If Francis does end up canonizing Paul, there would be something fitting about him being the pope to do it, because in many ways the papacies of Paul VI and Francis are eerily similar.

I say “papacies” rather than “popes” because in terms of personalities, Montini and Jorge Mario Bergoglio are a study in contrasts – Montini was a man of deep elegance and culture, at times a bit aloof and even ethereal, while Bergoglio, though no slouch in the culture department, is nevertheless more down-to-earth and populist.

Certainly few would have accused Montini of radiating warmth and a common touch quite like Bergoglio does.

Nevertheless, both Paul VI and Francis are seen as reformers, both presided over raucous and high-profile summits of bishops, both are generally perceived as favorable to the center-left constituency in the Church, and both seem to see more progressive figures in the episcopacy as their key allies.

One could make a good argument that what giants such as Cardinals Giacomo Lercaro of Bologna, Franz König of Vienna and Leo Joseph Suenens of Brussels were to Paul VI, today figures such as Cardinals Reinhard Marx of Munich, Christoph Schönborn of Vienna and Oscar Rodriguez Maradiaga of Tegucigalpa, Honduras, are to Francis.

Just as Lercaro, König and Suenens were perceived to have Paul’s backing at Vatican II to push forward a reform agenda, Marx, Schönborn and Rodriguez, in tandem with others such as Italian Archbishop Bruno Forte, were seen as having Francis’ encouragement in doing the same thing at his two Synods of Bishops on the family.

Of course, the conventional perception is that Paul’s moderate reform effort brought him a lot of grief, in large part because he often managed to make everyone at least a little upset.

The Catholic right never really forgave him for not keeping Vatican II under tighter control, especially on matters such as changes in the liturgy, while the left can’t get past his “no” to artificial birth control in the 1968 encyclical Humanae Vitae.

To some extent, Francis faces an analogous situation, meaning he draws some fire from both sides of the aisle.

Earlier this week, for instance, at the same moment many Catholic liberals were applauding when he named a longtime advocate for the ordination of women as deacons to a new commission to study the issue, the pro-LGBT group DignityUSA denounced his recent remarks on gender identity to Polish bishops for fomenting “increased violence towards, and oppression of, transgender and gender-nonconforming people.”

(In a Q&A session with bishops during his trip to Poland, Francis decried what he saw as the “ideological colonization” of wealthy countries trying to force others to teach children “that everyone can choose their gender,” describing it as “terrible.”)

For the most part, however, the Catholic left is still enthusiastic about Francis, if anything wishing he would be more aggressive about compelling other bishops to fall into line with his vision.

Will there be a Humanae Vitae moment for Francis, which puts him in the same awkward spot long occupied by Paul VI?

Some thought it might come with his decision on Communion for divorced and remarried Catholics at the conclusion of the two synods, but Francis in that case deftly managed to thread the needle – certainly not delivering a firm “no,” but making his apparent “maybe” sufficiently nuanced and qualified that everyone can read it in their own way.

Perhaps it will come with the commission on women deacons, if his eventual answer is “no,” and given his views on the risk of clericalizing women that’s not an implausible result – although it’s hard to imagine whatever he decides on that front would have the same vast cultural echo as rejecting the pill right at the peak of the sexual revolution in the late 1960s.

More broadly, Francis has a form of insulation that Paul VI didn’t enjoy in quite the same way, which is his broad popularity outside the chattering classes.
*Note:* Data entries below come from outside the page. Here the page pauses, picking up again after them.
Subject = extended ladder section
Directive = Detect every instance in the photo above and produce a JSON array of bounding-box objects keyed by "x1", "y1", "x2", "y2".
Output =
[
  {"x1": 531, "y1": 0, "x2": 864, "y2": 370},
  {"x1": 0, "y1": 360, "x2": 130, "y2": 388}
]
As a friend of mine and longtime Vatican-watcher puts it, “He just makes people feel good.”

However things play out, the bottom line is that there’s more than a little Paul VI in Francis.

Perhaps the current non-Italian pope Montini anticipated all those years ago may spend some time today, on the anniversary of Paul’s death, pondering the vicissitudes of his remarkable, but also often embattled, predecessor.